Panini Argentine coupe du monde 1986L’incipit du dernier Jean-Philippe Toussaint nous prévient d’emblée : « Voici un livre qui ne plaira à personne, ni aux intellectuels, qui ne s’intéressent pas au football, ni aux amateurs de football, qui le trouveront trop intellectuel. » Derrière cette formule qui sonne comme un avertissement se cache une tout autre promesse : il plaira aux amateurs de Jean-Philippe Toussaint. S’inscrivant dans la veine de livres comme Autoportrait (à l’étranger) ou l’Urgence et la Patience, Football est un recueil d’essais, d’impressions, de souvenirs. Après le voyage et l’écriture, Jean-Philippe Toussaint se concentre maintenant sur le ballon rond pour ne pas « rompre le fil ténu qui [le] maintient encore au monde ». Car grâce au football, Toussaint se rappelle les matchs qu’il a vus et les voyages entrepris pour aller y assister. Et surtout, le football le rattache à son enfance bruxelloise.
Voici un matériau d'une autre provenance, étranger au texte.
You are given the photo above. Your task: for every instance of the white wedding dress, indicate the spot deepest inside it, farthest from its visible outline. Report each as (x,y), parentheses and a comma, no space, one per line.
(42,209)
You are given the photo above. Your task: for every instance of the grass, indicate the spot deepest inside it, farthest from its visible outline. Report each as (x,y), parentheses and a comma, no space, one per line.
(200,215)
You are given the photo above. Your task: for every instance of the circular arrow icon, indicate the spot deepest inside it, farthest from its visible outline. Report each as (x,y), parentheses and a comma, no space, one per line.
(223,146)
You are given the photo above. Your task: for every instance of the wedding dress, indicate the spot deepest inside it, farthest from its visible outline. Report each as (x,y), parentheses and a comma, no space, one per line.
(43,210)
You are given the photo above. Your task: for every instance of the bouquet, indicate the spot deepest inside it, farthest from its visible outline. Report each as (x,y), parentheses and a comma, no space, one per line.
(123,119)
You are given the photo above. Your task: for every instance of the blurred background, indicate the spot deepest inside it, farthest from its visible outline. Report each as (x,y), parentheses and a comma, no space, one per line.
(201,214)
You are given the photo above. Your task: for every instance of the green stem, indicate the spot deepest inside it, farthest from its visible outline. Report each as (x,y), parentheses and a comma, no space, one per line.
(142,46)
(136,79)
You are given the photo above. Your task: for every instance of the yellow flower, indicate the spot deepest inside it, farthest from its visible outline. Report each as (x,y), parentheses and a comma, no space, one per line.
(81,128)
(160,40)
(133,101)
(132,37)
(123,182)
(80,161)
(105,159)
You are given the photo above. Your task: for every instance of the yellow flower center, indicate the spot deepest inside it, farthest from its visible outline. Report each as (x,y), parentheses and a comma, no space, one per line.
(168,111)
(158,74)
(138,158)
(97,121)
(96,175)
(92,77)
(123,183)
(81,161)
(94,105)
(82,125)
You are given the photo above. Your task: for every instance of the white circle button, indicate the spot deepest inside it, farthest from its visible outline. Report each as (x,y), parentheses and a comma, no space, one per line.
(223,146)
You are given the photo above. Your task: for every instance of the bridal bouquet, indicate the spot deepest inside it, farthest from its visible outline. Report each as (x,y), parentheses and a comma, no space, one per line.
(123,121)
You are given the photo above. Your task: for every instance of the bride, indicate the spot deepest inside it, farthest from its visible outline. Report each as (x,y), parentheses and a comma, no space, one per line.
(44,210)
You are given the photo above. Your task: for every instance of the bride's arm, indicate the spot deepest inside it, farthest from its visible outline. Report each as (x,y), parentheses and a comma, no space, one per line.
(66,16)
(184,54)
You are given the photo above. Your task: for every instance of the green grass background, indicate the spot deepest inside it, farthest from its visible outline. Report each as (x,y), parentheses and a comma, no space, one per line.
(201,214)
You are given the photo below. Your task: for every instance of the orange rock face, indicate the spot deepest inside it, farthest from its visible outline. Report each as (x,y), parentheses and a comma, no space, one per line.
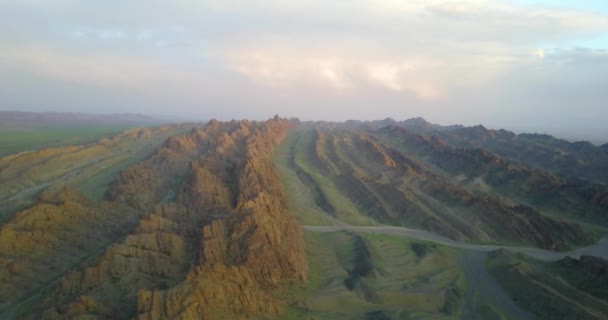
(217,238)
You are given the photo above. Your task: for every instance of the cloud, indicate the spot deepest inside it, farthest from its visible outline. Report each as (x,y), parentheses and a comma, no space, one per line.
(447,59)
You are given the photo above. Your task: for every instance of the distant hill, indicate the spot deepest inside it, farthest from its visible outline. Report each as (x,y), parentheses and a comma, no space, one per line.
(18,120)
(580,159)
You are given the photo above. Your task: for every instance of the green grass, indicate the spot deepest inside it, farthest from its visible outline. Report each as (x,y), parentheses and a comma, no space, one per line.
(545,289)
(345,209)
(15,141)
(404,285)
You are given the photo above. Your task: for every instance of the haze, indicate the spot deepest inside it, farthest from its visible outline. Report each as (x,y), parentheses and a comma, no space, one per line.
(516,64)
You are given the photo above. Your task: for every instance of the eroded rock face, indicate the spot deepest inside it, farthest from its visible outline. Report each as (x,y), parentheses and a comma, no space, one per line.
(257,246)
(214,249)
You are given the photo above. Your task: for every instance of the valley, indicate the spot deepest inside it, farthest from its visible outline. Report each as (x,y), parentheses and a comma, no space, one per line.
(282,219)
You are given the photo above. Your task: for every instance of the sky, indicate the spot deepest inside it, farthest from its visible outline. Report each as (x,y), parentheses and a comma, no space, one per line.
(513,64)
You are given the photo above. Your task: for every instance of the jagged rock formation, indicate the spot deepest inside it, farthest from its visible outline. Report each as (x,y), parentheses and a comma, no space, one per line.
(217,242)
(565,289)
(259,245)
(401,178)
(89,168)
(47,240)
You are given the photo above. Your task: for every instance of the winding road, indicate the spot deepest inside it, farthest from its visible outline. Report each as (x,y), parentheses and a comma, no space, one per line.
(600,249)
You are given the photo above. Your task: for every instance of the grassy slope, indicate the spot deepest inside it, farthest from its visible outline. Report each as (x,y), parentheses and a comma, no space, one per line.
(401,285)
(15,141)
(544,289)
(300,141)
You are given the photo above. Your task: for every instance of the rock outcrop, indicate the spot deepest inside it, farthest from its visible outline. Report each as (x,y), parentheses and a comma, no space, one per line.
(218,241)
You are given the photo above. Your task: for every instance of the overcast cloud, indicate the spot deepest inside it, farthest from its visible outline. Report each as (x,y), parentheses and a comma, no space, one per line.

En cela, la première partie du livre est la plus belle. Le lecteur, croyant d’abord à un essai trop intellectuel sur le football, se laisse surprendre par ce que le football fait écrire à Jean-Philippe Toussaint. De très courts chapitres aux intitulés parfois mystérieux se succèdent et dessinent le portrait en creux de leur auteur. Il revoit des amis d’enfance, les rues de Bruxelles, les premiers émois footballistiques. Les noms d’anciens joueurs résonnent comme le nom de héros éternels. Une bande de jeunes garçons voit pour la première fois un match diffusé en couleur dans la vitrine d’un magasin d’électroménager. Le salon d’un appartement se transforme en terrain pour un match imaginaire en solitaire. Les réflexions sont justes et l’anecdote se fait universelle.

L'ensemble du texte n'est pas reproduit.